The bill (S-2197) would establish the framework for a program that would allow individuals to use of Physician Orders for Life-Sustaining Treatment (POLST) forms in New Jersey. The POLST form is a statewide, standardized document that essentially converts a person’s wishes regarding life-sustaining treatment into a medical order. These forms are currently being used, or are in the process of being established, in more than 30 states.

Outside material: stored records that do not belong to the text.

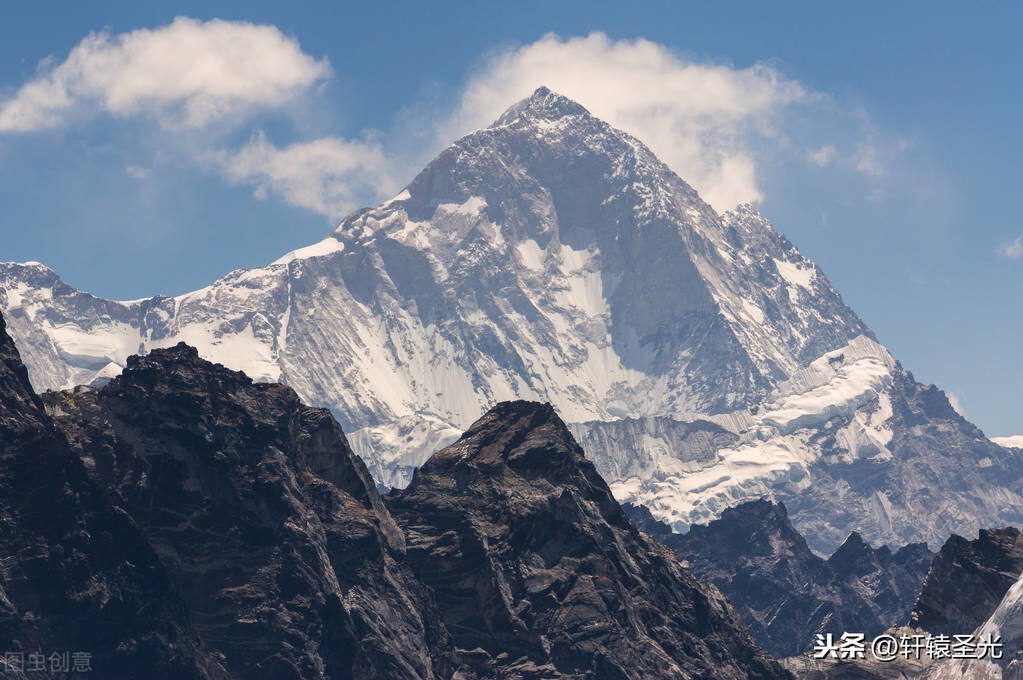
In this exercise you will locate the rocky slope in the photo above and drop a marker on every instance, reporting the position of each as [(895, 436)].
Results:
[(270, 528), (184, 522), (551, 257), (78, 575), (538, 572), (786, 593), (967, 581)]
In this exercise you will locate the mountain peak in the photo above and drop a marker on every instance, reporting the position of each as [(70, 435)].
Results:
[(542, 104), (521, 435)]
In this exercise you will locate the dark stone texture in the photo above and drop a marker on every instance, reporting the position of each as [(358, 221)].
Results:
[(538, 572), (787, 593), (967, 581)]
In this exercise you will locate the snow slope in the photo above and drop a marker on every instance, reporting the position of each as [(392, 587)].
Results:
[(550, 257)]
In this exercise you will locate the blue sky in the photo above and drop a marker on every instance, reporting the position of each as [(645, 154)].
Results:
[(882, 138)]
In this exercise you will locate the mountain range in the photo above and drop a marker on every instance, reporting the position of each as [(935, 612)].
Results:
[(698, 357), (184, 522)]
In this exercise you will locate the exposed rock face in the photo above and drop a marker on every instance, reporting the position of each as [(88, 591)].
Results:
[(786, 593), (538, 572), (271, 529), (968, 580), (551, 257), (77, 574), (183, 522)]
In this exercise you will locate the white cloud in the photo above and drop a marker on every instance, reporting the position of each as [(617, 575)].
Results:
[(698, 118), (1012, 250), (186, 74), (823, 155), (137, 172), (869, 161), (325, 176)]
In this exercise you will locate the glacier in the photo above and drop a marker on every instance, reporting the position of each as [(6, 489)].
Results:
[(700, 358)]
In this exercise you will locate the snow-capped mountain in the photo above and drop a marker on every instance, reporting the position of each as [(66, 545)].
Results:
[(550, 257)]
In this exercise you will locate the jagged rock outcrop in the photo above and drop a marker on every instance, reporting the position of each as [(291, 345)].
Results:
[(788, 594), (77, 575), (270, 528), (184, 522), (968, 580), (538, 573), (704, 360)]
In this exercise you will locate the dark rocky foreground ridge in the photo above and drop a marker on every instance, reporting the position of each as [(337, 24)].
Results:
[(531, 557), (786, 593), (183, 522), (967, 581)]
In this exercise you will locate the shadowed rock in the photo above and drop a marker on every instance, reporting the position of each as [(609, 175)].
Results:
[(538, 573)]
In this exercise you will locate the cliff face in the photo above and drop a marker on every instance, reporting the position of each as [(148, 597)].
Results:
[(270, 528), (968, 580), (786, 593), (537, 570), (78, 574), (183, 522)]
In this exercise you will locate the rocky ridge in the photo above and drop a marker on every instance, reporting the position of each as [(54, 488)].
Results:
[(551, 257), (786, 593), (184, 522)]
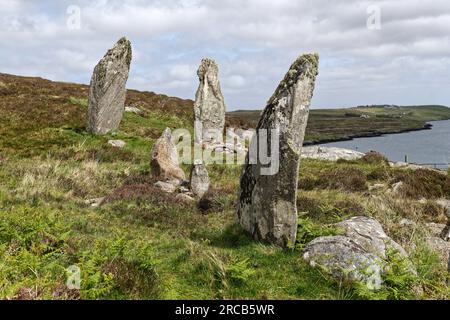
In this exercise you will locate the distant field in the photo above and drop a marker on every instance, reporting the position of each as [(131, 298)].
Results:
[(338, 124)]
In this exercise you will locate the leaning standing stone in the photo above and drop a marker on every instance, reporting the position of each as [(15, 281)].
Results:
[(209, 106), (267, 203), (108, 89)]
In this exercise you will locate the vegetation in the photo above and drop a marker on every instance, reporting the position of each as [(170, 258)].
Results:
[(142, 244), (340, 124)]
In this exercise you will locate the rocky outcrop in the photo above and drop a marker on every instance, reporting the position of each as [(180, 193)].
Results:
[(199, 180), (165, 161), (209, 106), (108, 89), (330, 154), (267, 200), (357, 255)]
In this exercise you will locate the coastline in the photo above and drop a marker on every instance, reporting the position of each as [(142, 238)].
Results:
[(427, 126)]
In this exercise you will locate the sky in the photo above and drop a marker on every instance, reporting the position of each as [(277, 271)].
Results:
[(371, 52)]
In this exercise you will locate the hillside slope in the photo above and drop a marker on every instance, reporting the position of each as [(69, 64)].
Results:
[(145, 244), (328, 125)]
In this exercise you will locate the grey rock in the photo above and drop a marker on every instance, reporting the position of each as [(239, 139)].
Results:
[(267, 203), (108, 89), (330, 154), (117, 143), (97, 202), (165, 161), (342, 258), (165, 186), (199, 180), (209, 105), (397, 187), (358, 255), (377, 187), (134, 110), (369, 234), (437, 230)]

“People have the fundamental right to make their own decisions regarding end-of-life care,” said state Sen. M. Teresa Ruiz (D-Essex/Union), a sponsor of the legislation. “This bill will create a program that allows patients to convey specifically how they would like to be treated in the event they lose the capacity to express their preferences regarding life-sustaining treatments. The POLST form will help to ensure that people are, in fact, able to decide how they want to live out their time here, and that their wishes are well-known by the medical professionals providing them care.”
The bill would require the Department of Health and Senior Services to establish the POLST Paradigm Program to enable patients to indicate their health care preferences through a POLST form. The state Health Commissioner would be required to designate a patient safety organization (PSO) to develop a form, and promote awareness of the program among health care professionals, emergency responders and the general public. The patient safety organization would also be responsible for providing ongoing training of health care professionals and emergency responders.
Whereas advance directives, such as living wills, in many cases are designed simply to name an individual to make health care decisions for the patient if he or she becomes incapacitated, a POLST form provides a specific and detailed set of instructions for a health care professional as to the patient’s preference for the use of various medical interventions.
Under the legislation, a POLST form would only be valid if signed by the patient, or by the patient’s representative, as well as the attending physician or the advanced practice nurse, along with the date of signature. A patient at any time would be permitted to amend or revoke a POLST form, or otherwise request treatment other than what was ordered on the form. In completing a POLST form, a patient would also determine whether their representative would have the authority to revoke or modify the POLST in the event the patient loses decision-making capacity.
The Senate gave final approval to the bill by a vote of 37-0. The Assembly approved the bill by a vote of 66-1-4.